6 Responses to “My Take on Extreme Couponing”

  1. Dauphine on May 21st, 2011 3:36 pm

    Great post and a rather spot-on observation.

    My enthusiasm for the concept rapidly diminished the longer I tuned in.

    I found the idea intriguing, for here in Canada, extreme couponing is all but impossible given current rigid store policies.

    The saving grace of the series was the one participant who provided care packages to the troops: as for the rest of them …

    BTW: Great blog!

    Best regards from Montréal, Canada.
    Missy D

  2. rdzins on June 1st, 2011 8:38 am

    I agree with the above poster, are local stores do not really honor internet coupons double coupons over .25 ct… Truly not worth it. I find that we tend to buy certain items and stock up or buy them on sale. I do not have the time to run to several different stores, and to try to find the coupons which expire fast to me seems like a time waster. I try to focus more on using up what I have and not wasting anything, it is not really a good deal if you end up throwing it out because you don’t like it or it was cheap.

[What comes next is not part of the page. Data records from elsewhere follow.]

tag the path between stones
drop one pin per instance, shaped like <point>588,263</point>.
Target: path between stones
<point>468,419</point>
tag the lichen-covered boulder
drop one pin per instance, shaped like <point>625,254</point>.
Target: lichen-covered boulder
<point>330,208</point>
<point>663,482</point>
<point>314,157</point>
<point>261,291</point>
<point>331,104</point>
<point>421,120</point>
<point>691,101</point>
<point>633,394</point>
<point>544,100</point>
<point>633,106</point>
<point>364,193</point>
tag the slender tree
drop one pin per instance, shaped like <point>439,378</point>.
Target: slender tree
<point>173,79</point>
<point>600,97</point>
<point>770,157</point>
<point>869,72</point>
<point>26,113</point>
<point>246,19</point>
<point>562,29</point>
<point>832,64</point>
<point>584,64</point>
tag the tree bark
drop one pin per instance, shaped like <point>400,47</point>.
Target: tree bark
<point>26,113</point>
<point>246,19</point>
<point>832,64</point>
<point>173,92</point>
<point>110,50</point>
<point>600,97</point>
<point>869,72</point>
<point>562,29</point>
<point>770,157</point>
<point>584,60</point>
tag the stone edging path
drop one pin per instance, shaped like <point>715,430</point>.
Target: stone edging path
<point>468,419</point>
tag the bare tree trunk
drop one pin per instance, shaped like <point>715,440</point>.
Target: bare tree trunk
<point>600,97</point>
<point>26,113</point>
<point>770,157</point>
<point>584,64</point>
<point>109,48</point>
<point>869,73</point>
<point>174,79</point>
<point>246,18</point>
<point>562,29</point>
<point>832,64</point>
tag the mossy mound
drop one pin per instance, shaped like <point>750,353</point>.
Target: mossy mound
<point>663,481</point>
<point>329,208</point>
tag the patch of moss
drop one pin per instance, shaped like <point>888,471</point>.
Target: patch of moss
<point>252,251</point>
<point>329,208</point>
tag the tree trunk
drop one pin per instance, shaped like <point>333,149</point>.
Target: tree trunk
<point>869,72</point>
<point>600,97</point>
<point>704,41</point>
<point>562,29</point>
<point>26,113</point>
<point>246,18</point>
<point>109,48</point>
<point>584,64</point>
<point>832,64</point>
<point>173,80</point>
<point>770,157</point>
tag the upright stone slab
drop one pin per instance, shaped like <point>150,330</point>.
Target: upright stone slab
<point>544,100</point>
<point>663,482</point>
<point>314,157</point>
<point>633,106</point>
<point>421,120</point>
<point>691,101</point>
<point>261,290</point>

  3. Aryn on June 1st, 2011 11:44 am

    I completely agree! US coupon policies are a little more generous, but I rarely use internet coupons anyway. I don’t have time to hunt them down and I hate that they use a whole sheet of paper and color ink for one coupon. I mostly stick to the newspaper coupons unless I hear about a really great internet coupon.

    I also agree that it’s better to use up what you have instead of wasting something because it was free or cheap!

  4. Will on June 28th, 2011 9:08 am

    I agree! Extreme couponing is just crazy. Vast majority of those people don’t have a good reason to have so much stuff. One thing people failed to mention is that technology continue to improve even for household goods. Most manufacturers are constantly improving… Do you really want to use toothpaste that’s 2 or 3 years old, or do you want to use the more efficeint improved formular? Couponing is great but only if you use for items that you actually need and not to hoard them for your lifetime.

  5. Katie on August 21st, 2011 11:38 am

    I totally agree with this post. I use to coupons to help save money on the things i need especially diapers. However i do not stockpile and i am so sick of going into a store and the shelfs being cleared. I think that couponing has become so popular that people are wasting there money on stuff that they do not need.

  6. Stephanie on August 28th, 2011 8:42 pm

    I agree with Katie. However, my stance is still a bit different. I do stockpile. However, I don’t stockpile a grocery store. I mainly coupon at CVS and Walgreens; only for toiletries. I have a budget of $7 per store a week and always have ECB’s or RR’s to roll over. I have three plastic bins underneath our bathroom sink, and always keep them full. I don’t coupon for food items because my husband and I eat very healthy. It is unrealistic to provide healthy meal options for your family while couponing.